8.24.1 \bibitem

Synopsis:

\bibitem{cite_key}

or

\bibitem[label]{cite_key}

Generate an entry labeled by default by a number generated using the enumi counter. The citation key cite_key can be any string of letters, numbers, and punctuation symbols (but not comma).

See thebibliography, for an example.

When provided, the optional label becomes the entry label and the enumi counter is not incremented. With this

\begin{thebibliography}
\bibitem[Lamport 1993]{latexdps} 
  Leslie Lamport. 
  \textit{\LaTeX{}: a document preparation system}. 
  Addison-Wesley, Reading, Massachusetts, 1993.
\bibitem{texbook} 
  Donald Ervin Knuth. 
  \textit{The \TeX book}. 
  Addison-Wesley, Reading, Massachusetts, 1983.
\end{thebibliography}

the first entry will be styled as ‘[Lamport 1993] Leslie ...’ (The amount of horizontal space that LaTeX leaves for the label depends on the widest-label argument of the thebibliography environment; see thebibliography.) Similarly, ... based on \cite{latexdps} will produce ‘... based on [Lamport 1994]’.

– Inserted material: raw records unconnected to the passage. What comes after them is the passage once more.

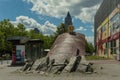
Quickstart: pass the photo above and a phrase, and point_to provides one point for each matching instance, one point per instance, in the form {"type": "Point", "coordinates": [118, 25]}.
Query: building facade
{"type": "Point", "coordinates": [107, 29]}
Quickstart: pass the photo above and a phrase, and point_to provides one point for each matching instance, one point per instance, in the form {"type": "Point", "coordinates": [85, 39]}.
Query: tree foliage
{"type": "Point", "coordinates": [7, 29]}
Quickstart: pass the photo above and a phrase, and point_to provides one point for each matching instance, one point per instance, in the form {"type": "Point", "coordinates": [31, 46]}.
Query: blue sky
{"type": "Point", "coordinates": [48, 14]}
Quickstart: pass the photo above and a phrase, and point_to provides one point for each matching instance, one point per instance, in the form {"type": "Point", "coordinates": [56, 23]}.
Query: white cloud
{"type": "Point", "coordinates": [81, 29]}
{"type": "Point", "coordinates": [82, 9]}
{"type": "Point", "coordinates": [30, 23]}
{"type": "Point", "coordinates": [92, 30]}
{"type": "Point", "coordinates": [90, 39]}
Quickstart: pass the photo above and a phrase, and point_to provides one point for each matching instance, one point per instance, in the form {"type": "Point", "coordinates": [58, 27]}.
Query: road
{"type": "Point", "coordinates": [105, 70]}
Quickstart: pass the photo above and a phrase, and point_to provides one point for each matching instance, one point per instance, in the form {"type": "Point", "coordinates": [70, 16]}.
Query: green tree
{"type": "Point", "coordinates": [89, 48]}
{"type": "Point", "coordinates": [61, 29]}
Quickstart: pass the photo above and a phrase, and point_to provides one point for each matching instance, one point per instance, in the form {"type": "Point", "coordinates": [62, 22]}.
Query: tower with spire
{"type": "Point", "coordinates": [68, 19]}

If you mix \bibitem entries having a label with those that do not then LaTeX will number the unlabelled ones sequentially. In the example above the texbook entry will appear as ‘[1] Donald ...’, despite that it is the second entry.

If you use the same cite_key twice then you get ‘LaTeX Warning: There were multiply-defined labels’.

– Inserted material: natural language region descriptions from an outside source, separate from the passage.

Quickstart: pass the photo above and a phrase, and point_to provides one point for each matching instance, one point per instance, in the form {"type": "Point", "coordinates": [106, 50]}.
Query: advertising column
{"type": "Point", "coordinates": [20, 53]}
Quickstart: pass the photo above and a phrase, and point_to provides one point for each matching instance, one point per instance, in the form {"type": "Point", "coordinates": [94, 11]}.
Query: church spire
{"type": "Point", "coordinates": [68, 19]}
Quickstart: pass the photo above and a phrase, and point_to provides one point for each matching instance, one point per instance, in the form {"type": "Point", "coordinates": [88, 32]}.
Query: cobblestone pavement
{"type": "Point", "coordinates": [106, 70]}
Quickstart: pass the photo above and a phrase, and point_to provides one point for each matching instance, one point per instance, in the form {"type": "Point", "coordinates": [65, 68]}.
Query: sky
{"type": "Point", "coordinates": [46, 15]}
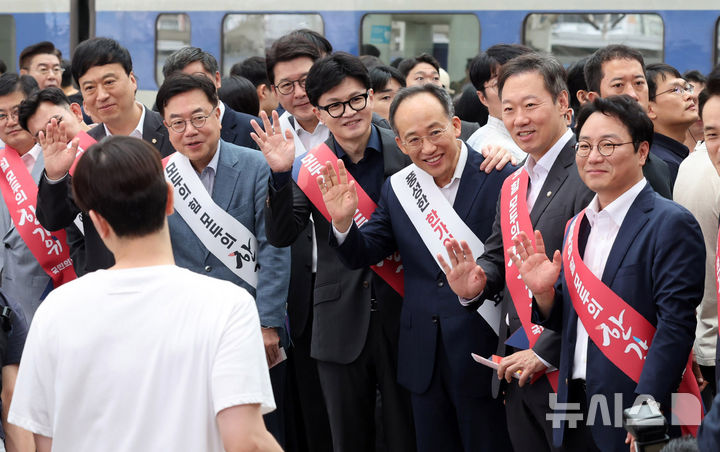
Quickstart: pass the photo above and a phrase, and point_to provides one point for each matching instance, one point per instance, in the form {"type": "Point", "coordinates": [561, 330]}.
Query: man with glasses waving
{"type": "Point", "coordinates": [219, 225]}
{"type": "Point", "coordinates": [42, 62]}
{"type": "Point", "coordinates": [356, 313]}
{"type": "Point", "coordinates": [672, 110]}
{"type": "Point", "coordinates": [442, 195]}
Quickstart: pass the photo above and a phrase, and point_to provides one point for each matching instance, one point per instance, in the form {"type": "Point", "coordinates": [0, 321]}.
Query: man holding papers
{"type": "Point", "coordinates": [442, 195]}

Under the hood, LaTeX remembers the cite_key and label information because \bibitem writes it to the auxiliary file jobname.aux (see Jobname). For instance, the above example causes the two \bibcite{latexdps}{Lamport, 1993} and \bibcite{texbook}{1} to appear in that file. The .aux file is read by the \begin{document} command and then the information is available for \cite commands. This explains why you need to run LaTeX twice to resolve references: once to write it out and once to read it in.

Because of this two-pass algorithm, when you add a \bibitem or change its cite_key you may get ‘LaTeX Warning: Label(s) may have changed. Rerun to get cross-references right’. Fix it by recompiling.